In ungeahntem Maße wuchs die Bedeutung des von *Lagrange* und *Laplace* geschaffenen Algorithmus, als *Coulomb* nachgewiesen hatte, daß auch die magnetischen und die elektrischen Anziehungen dem *Newton*schen Gravitationsgesetz entsprechend vor sich gehen. Ein Versuch, die Analyse unter Anwendung des Potentialbegriffes auf die Elektrizität und den Magnetismus anzuwenden, rührt von dem Engländer *Green* (1793-1841) her[530]. Dieser Versuch datiert vom Jahre 1828. Vorangegangen war nur *Poisson*, der in einer analytischen Untersuchung die Verteilung der Elektrizität an der Oberfläche leitender Körper bestimmt und die Herrschaft der Analysis auch auf das Gebiet des Magnetismus auszudehnen versucht hatte. An diese Arbeiten *Poissons* und an die von *Laplace* gewonnene Differentialgleichung zweiter Ordnung, deren Wichtigkeit für alle nach dem *Newton*schen Gesetze wirkenden Kräfte er erkannte, knüpfte *Green* an. Ihn beseelte der Wunsch, eine Kraft von solch allgemeiner Wirksamkeit wie die Elektrizität, soweit wie möglich, der Rechnung zu unterwerfen. Dazu bediente er sich der Analysis, einmal, um die »außerordentliche Macht dieses wunderbaren Gedankenwerkzeugs« zu offenbaren; dann aber auch, um diese Macht zu vergrößern.

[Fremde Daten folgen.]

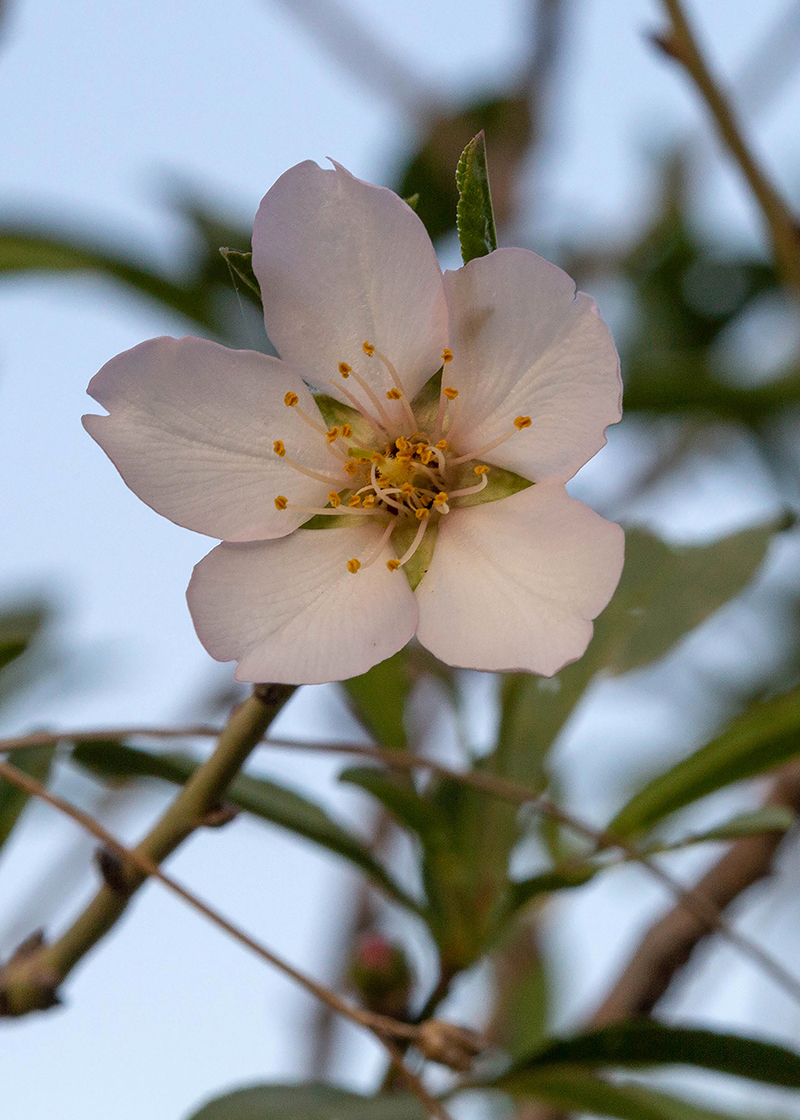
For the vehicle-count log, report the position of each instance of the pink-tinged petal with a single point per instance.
(289, 610)
(526, 344)
(513, 584)
(341, 262)
(191, 429)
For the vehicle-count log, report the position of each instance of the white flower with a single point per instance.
(234, 445)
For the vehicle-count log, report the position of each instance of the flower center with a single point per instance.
(402, 478)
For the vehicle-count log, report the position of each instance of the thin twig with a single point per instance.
(680, 44)
(383, 1027)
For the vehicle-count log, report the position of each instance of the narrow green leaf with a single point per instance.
(261, 798)
(242, 264)
(398, 795)
(521, 893)
(764, 736)
(769, 819)
(576, 1089)
(309, 1102)
(33, 761)
(648, 1043)
(474, 214)
(379, 697)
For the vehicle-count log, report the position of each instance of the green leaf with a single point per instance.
(648, 1043)
(309, 1102)
(474, 214)
(33, 761)
(765, 735)
(261, 798)
(769, 819)
(17, 631)
(575, 1089)
(379, 698)
(242, 266)
(522, 892)
(398, 795)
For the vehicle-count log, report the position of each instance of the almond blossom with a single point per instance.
(400, 469)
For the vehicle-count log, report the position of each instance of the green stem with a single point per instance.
(783, 231)
(30, 979)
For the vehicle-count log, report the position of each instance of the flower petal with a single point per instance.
(289, 610)
(341, 262)
(191, 430)
(513, 584)
(524, 344)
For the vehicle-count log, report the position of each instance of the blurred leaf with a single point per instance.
(309, 1102)
(242, 264)
(574, 1089)
(648, 1043)
(33, 761)
(769, 819)
(259, 796)
(429, 173)
(766, 734)
(474, 214)
(522, 892)
(17, 631)
(379, 699)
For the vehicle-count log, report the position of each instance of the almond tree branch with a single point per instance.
(382, 1026)
(680, 44)
(30, 983)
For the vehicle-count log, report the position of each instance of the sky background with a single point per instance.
(105, 110)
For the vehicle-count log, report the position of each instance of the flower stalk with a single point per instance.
(30, 979)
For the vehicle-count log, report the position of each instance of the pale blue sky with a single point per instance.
(102, 104)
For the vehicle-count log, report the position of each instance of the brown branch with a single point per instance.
(118, 857)
(669, 944)
(680, 44)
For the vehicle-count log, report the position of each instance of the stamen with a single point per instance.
(520, 422)
(381, 544)
(471, 490)
(309, 474)
(417, 540)
(398, 393)
(447, 394)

*Green* gebrauchte den Ausdruck Potentialfunktion für jene Funktion, die *Laplace* mit V bezeichnete und die *Gauß* später Potential genannt hat. Fast alle anziehenden und abstoßenden Kräfte sind nach *Green* so geartet, daß folgende Beziehung stattfindet: Wirkt ein Körper auf einen materiellen Punkt, so kann die auf diesen Punkt in einer gewissen Richtung wirkende Kraft durch einen partiellen Differentialquotienten einer gewissen Funktion der Koordinaten, welche die Lage des Punktes im Raume darstellen, ausgedrückt werden. Die Betrachtung dieser Funktion ist für viele Untersuchungen von großer Bedeutung, deshalb wurde sie von *Green* mit einem besonderen Namen bezeichnet[531].
*Green* geht von der *Laplace*schen Gleichung
δ^2V/δx^2 + δ^2V/δy^2 + δ^2V/δz^2 = 0
aus. Sie gilt für jeden außerhalb des Körpers liegenden Punkt, dessen Koordinaten x, y, z sind. *Green* führt für diese Gleichung das kürzere Symbol δV = 0 ein und zeigt zunächst, daß für einen Punkt im Innern des Körpers die Gleichung δV + 4πρ = 0 besteht, δV somit den Wert -4πρ annimmt. Dabei ist unter ρ die elektrische Dichtigkeit im Punkte p zu verstehen. Die *Laplace*sche Gleichung für einen äußeren Punkt stellte sich danach nur als einen speziellen Fall der neuen Gleichung δV + 4πρ = 0 dar, da ρ für einen äußeren Punkt = 0 wird. Beim Durchgange durch die Oberfläche macht somit die Potentialfunktion einen Sprung um 4πρ. Das Ergebnis der *Green*schen Untersuchung gipfelt darin, daß sich die elektrische Dichtigkeit aus der Potentialfunktion und letztere aus jener berechnen läßt. Nachdem *Green* die allgemeinsten Grundlehren der Elektrizitätstheorie und im Zusammenhange damit wichtige funktionstheoretische Sätze[532] entwickelt hatte, ging er zu einigen besonderen Fällen über. Die erste Anwendung betraf die *Leydener* Flasche. Es ergab sich folgendes: Grenzt man durch eine geschlossene Kurve ein Stück der inneren Belegung ab, und schneidet man ferner ein korrespondierendes Stück aus der äußeren Belegung heraus, indem man längs der ganzen Kurve Normalen errichtet, so ist die Summe der Ladungen auf diesen korrespondierenden Flächenstücken gleich Null. Die Flächenstücke haben nämlich gleiche und entgegengesetzte Ladungen, die sich gegenseitig genau neutralisieren[533].
Mit den experimentell gefundenen Tatsachen vollkommen übereinstimmende Ergebnisse erhielt *Green* ferner, als er seine Theorie auf die Influenzerscheinungen anwandte. *Green* betrachtet zunächst den Fall, daß eine vollkommen leitende, hohle Schale von irgend welcher Form und Dicke der Wirkung beliebiger, außerhalb befindlicher, elektrischer Körper ausgesetzt ist. In der Schale wird dann ein elektrischer Zustand induziert, dessen Wirkung auf einen im Innern befindlichen, mit Elektrizität geladenen Punkt, wie *Green* berechnet, gleich Null ist[534].